1. Data Breach at MD Anderson Cancer Center May Affect 30k Patients
University of Texas' MD Anderson Cancer Center in Houston reported a data breach affecting potentially 30,000 of its patients. The data, including names, treatment and research information and Social Security numbers, was on an unencrypted computer stolen from an MD Anderson faculty member's home April 30.
2. Alaska Medicaid Settles HIPAA Security Case for $1.7M
The Alaska Department of Health and Social Services and the state Medicaid agency agreed to pay HHS $1.7 million to settle possible HIPAA violations. While investigating a data breach in which a portable electronic storage device that may have contained electronic personal health information was stolen from the vehicle of a DHSS employee, HHS found that the department did not have adequate policies and procedures in place to safeguard ePHI.
3. Memorial Sloan-Kettering PowerPoint Presentation Leaks Patient Information
An unknown number of New York City-based Memorial Sloan-Kettering Cancer Center had clinical data and private information, in some cases Social Security numbers, mistakenly leaked onto two medical professional organizations' websites earlier this year. Patient names, phone numbers, addresses and Social Security numbers may have been viewed if the PowerPoint presentation was manipulated.

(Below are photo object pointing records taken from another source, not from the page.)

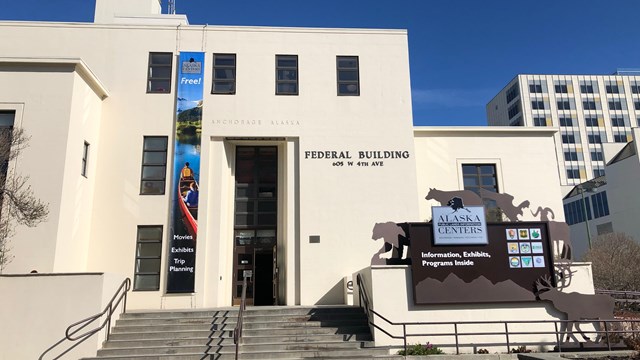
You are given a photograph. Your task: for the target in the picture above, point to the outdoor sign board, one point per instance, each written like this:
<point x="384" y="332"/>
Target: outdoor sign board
<point x="463" y="226"/>
<point x="184" y="206"/>
<point x="504" y="269"/>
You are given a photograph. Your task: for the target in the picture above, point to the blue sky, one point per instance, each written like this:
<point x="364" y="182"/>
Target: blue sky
<point x="462" y="52"/>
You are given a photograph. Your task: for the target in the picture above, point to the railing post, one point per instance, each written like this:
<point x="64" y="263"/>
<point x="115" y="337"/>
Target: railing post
<point x="404" y="336"/>
<point x="555" y="325"/>
<point x="506" y="332"/>
<point x="455" y="331"/>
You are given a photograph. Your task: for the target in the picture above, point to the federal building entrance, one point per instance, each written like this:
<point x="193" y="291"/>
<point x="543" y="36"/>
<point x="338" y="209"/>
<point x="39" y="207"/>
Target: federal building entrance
<point x="255" y="224"/>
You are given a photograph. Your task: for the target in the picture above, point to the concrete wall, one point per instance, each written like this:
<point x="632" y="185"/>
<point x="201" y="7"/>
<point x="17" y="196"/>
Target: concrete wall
<point x="524" y="160"/>
<point x="37" y="308"/>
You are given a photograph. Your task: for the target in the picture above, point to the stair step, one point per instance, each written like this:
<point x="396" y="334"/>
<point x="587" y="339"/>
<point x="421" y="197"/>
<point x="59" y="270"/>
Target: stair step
<point x="268" y="333"/>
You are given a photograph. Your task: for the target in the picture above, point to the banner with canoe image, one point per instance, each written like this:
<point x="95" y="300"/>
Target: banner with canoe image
<point x="186" y="170"/>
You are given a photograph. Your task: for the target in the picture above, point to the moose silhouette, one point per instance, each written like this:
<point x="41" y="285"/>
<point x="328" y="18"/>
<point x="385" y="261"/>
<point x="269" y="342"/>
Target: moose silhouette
<point x="577" y="308"/>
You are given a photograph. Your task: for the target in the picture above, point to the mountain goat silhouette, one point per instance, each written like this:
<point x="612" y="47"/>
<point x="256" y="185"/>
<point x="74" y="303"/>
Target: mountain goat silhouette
<point x="577" y="307"/>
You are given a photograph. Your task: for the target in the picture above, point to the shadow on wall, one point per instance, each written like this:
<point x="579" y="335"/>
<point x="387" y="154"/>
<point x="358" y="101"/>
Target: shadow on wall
<point x="334" y="296"/>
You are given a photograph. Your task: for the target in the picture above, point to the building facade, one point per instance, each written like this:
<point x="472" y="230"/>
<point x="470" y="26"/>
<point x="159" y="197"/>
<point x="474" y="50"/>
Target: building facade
<point x="299" y="141"/>
<point x="589" y="110"/>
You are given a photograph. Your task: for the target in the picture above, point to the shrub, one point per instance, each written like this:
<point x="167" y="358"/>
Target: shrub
<point x="418" y="349"/>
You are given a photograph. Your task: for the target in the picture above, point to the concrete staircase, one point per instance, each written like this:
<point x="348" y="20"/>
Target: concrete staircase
<point x="269" y="333"/>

4. Boston Children's Hospital Data Breach Affects 2k Patients
Boston Children's Hospital announced a data breach that potentially affected more than 2,000 patients. The data breach occurred when an employee lost a password protected but unencrypted laptop containing a file with information on 2,159 patients while at a conference in Buenos Aires, Argentina. The file included names, birth dates, diagnoses and treatment information but no financial data or Social Security numbers.

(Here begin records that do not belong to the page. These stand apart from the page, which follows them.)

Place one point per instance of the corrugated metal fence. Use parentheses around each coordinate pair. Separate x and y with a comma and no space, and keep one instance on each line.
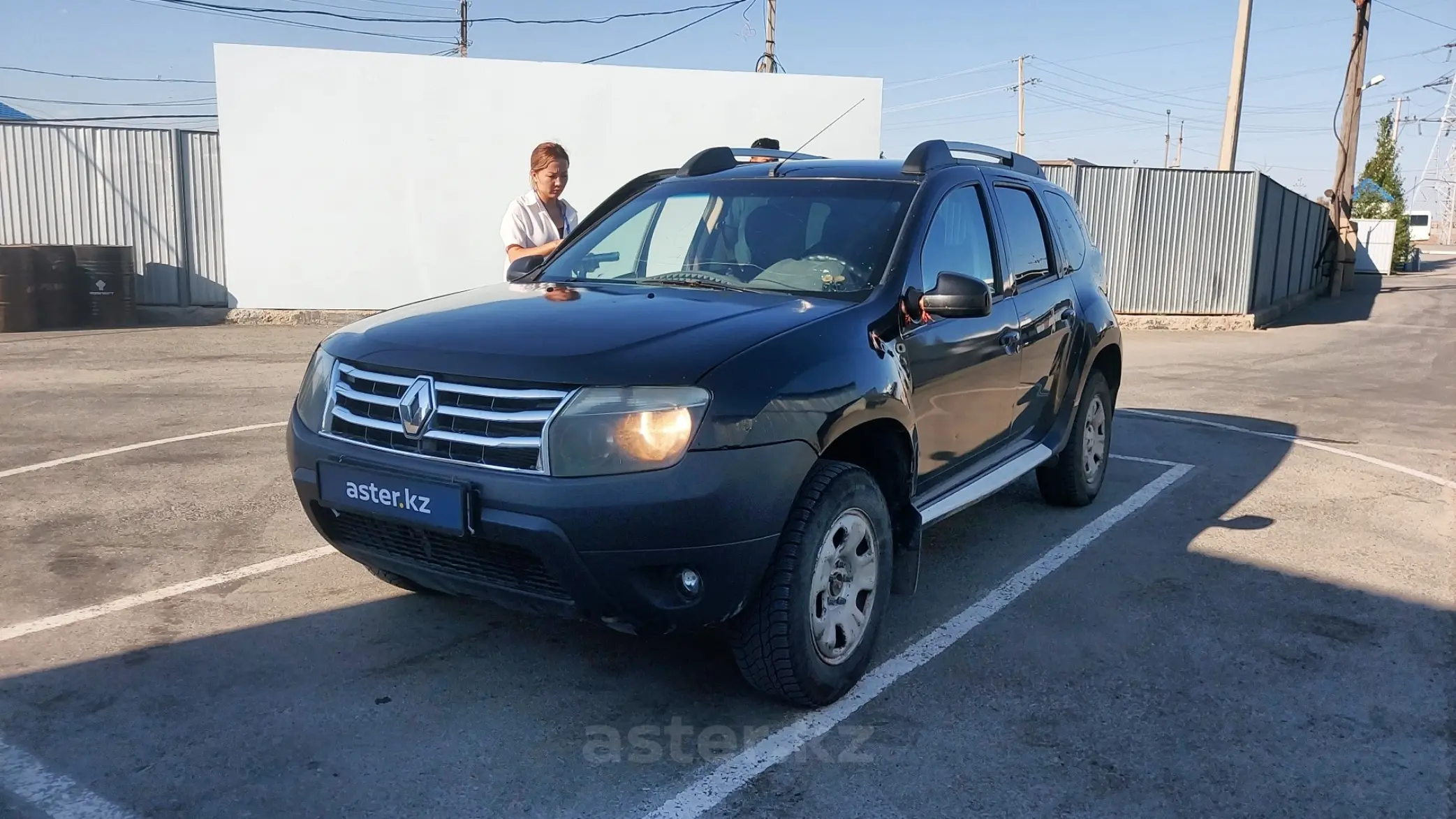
(1183,242)
(1197,242)
(156,191)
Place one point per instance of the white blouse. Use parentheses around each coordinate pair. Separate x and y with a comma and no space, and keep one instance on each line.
(527,223)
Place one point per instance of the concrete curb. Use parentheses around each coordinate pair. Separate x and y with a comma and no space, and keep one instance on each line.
(1162,322)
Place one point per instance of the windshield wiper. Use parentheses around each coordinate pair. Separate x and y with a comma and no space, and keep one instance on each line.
(707,284)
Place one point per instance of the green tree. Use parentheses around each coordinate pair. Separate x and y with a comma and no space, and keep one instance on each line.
(1383,169)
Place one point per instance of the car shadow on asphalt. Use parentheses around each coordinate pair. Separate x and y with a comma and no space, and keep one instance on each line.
(417,704)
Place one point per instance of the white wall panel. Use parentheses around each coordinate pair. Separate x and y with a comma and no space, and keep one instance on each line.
(367,181)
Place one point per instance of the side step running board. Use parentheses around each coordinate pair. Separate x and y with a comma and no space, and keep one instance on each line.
(986,485)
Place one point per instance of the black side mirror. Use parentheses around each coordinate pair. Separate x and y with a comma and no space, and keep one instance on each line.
(958,297)
(523,267)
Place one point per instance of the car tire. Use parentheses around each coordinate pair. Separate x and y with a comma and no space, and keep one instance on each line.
(1076,475)
(800,640)
(401,581)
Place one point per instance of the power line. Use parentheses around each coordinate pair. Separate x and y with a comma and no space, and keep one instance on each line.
(953,98)
(296,24)
(1414,15)
(117,118)
(669,34)
(962,73)
(452,21)
(105,79)
(161,103)
(322,5)
(1200,41)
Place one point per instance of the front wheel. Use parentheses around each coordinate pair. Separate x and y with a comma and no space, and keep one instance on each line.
(809,635)
(1075,476)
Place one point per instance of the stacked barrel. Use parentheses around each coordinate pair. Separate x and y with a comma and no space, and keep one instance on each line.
(60,287)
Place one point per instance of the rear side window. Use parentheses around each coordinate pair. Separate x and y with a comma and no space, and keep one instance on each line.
(1064,219)
(958,240)
(1030,252)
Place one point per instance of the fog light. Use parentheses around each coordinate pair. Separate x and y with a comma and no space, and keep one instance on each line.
(689,582)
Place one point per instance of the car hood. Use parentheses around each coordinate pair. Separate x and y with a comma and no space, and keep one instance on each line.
(575,334)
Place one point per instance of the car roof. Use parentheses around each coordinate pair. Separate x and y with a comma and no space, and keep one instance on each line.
(928,158)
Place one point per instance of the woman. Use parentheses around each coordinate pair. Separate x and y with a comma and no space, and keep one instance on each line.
(538,221)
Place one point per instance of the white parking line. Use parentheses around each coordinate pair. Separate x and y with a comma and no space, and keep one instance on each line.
(1297,441)
(737,772)
(122,604)
(130,447)
(56,795)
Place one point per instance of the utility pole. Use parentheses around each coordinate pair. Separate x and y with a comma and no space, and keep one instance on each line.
(1168,135)
(1235,108)
(465,27)
(1021,103)
(769,63)
(1340,202)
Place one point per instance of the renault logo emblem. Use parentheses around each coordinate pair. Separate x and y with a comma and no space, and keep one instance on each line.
(417,406)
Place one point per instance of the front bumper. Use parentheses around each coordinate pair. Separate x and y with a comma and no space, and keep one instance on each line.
(601,547)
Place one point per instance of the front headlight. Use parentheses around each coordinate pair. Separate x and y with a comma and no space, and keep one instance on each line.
(314,394)
(624,429)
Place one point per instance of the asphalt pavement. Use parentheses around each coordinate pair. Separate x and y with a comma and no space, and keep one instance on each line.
(1270,633)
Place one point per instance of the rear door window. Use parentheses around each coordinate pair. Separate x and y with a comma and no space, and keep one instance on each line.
(958,240)
(1064,219)
(1029,253)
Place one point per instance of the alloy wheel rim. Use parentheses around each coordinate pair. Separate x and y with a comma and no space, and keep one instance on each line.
(846,570)
(1094,441)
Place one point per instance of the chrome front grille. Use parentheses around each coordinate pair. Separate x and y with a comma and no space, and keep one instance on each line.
(490,425)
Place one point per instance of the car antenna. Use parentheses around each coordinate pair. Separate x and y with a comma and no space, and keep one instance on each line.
(775,169)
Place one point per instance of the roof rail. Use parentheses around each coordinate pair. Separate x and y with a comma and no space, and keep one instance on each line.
(938,153)
(720,159)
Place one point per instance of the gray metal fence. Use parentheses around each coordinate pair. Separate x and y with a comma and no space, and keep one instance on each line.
(1197,242)
(153,189)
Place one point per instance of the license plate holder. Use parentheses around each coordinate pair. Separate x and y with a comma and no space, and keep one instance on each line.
(397,496)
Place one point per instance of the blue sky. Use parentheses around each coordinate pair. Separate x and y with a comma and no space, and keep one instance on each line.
(1105,72)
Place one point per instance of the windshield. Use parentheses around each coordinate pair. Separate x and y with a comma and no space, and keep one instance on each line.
(766,235)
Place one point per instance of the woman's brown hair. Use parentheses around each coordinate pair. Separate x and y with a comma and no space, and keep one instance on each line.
(546,153)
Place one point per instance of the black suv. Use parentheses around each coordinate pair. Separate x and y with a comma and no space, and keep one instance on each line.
(731,399)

5. UnitedHealthcare Data Breach Affects 65 Medicare Members in Missouri
UnitedHealthcare, based in Minnetonka, Minn., announced a data breach affecting at least 68 individuals enrolled in its Medicare plans across the state of Missouri. UnitedHealthcare discovered that an employee "may have accessed information in a database in a way that was inconsistent with his job duties" on Jan. 30, 2012. The information in the database included names, Social Security numbers, addresses, telephone numbers, dates of birth and Medicare health insurance claim numbers.
6. Employee Causes Data Breach at Reading Hospital in Pennsylvania
Reading (Pa.) Hospital and Medical Center's medical records system was breached when an employee copied sensitive patient information and used it for training purposes. Medical test results, diagnoses, prescribed medications and other protected health data on 12 patients was made public without Reading Hospital's knowledge or patient consent.

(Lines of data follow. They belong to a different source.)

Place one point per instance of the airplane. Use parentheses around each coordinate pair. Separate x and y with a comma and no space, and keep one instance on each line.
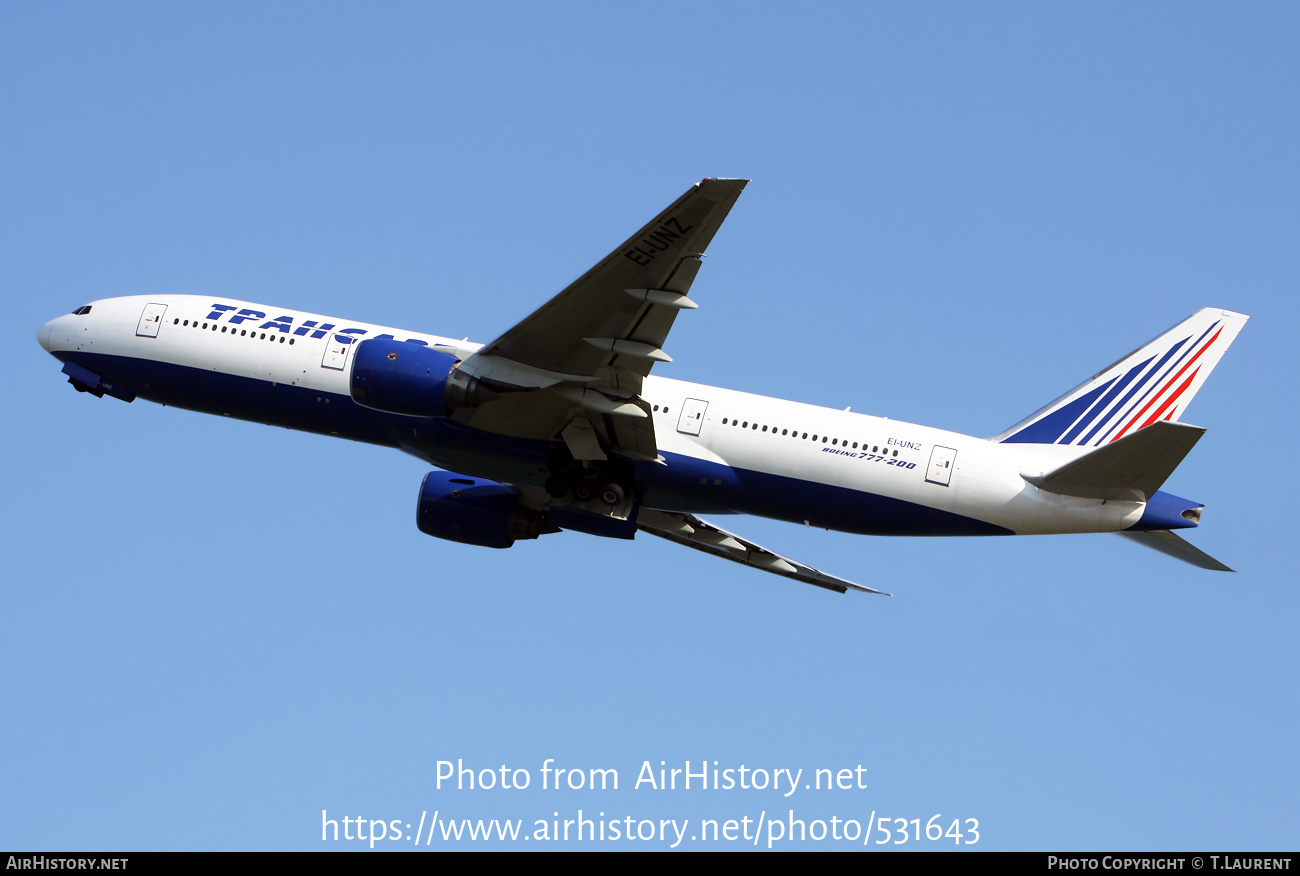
(558,425)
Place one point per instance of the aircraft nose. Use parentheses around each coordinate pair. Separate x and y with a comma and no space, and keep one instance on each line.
(43,334)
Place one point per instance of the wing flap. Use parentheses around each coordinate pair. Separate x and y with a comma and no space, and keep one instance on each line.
(661,257)
(690,530)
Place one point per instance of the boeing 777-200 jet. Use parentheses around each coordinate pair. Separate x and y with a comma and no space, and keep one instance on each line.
(558,424)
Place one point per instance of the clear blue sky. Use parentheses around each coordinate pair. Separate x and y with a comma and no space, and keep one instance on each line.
(213,629)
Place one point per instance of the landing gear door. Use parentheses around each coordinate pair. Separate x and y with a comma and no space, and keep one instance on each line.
(692,416)
(150,321)
(940,471)
(336,352)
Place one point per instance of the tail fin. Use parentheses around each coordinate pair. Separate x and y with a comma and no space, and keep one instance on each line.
(1152,384)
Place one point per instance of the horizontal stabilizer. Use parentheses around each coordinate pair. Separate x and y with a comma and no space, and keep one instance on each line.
(1131,468)
(1168,542)
(693,532)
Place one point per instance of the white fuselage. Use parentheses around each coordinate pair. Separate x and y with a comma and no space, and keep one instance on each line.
(740,442)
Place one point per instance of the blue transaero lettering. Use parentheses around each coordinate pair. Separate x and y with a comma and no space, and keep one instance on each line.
(655,242)
(285,324)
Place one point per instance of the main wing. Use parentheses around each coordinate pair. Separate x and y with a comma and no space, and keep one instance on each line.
(702,536)
(573,368)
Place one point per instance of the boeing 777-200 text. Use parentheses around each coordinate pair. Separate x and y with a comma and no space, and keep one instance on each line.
(558,424)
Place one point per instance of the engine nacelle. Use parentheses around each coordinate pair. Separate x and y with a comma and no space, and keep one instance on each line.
(403,377)
(475,511)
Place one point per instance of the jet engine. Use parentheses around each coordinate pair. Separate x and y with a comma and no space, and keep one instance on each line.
(403,377)
(475,511)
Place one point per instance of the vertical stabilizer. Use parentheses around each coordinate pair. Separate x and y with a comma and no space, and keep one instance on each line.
(1149,385)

7. Utah Governor Announces Technology Director Resignation Following Data Breach
Utah Governor Gary Herbert announced the resignation of Stephen Fletcher, executive director of the department of technology services under the Utah Department of Health, following the large data breach in April that exposed hundreds of thousands of online patient medical records. While Mr. Fletcher was not directly responsible for the data breach, the exposed medical records had been lingering on state computers for months despite protocol to erase submitted data within 24 hours. Over 280,000 individuals had their Social Security numbers stolen and around 500,000 individuals had less sensitive information stolen off state computers by hackers.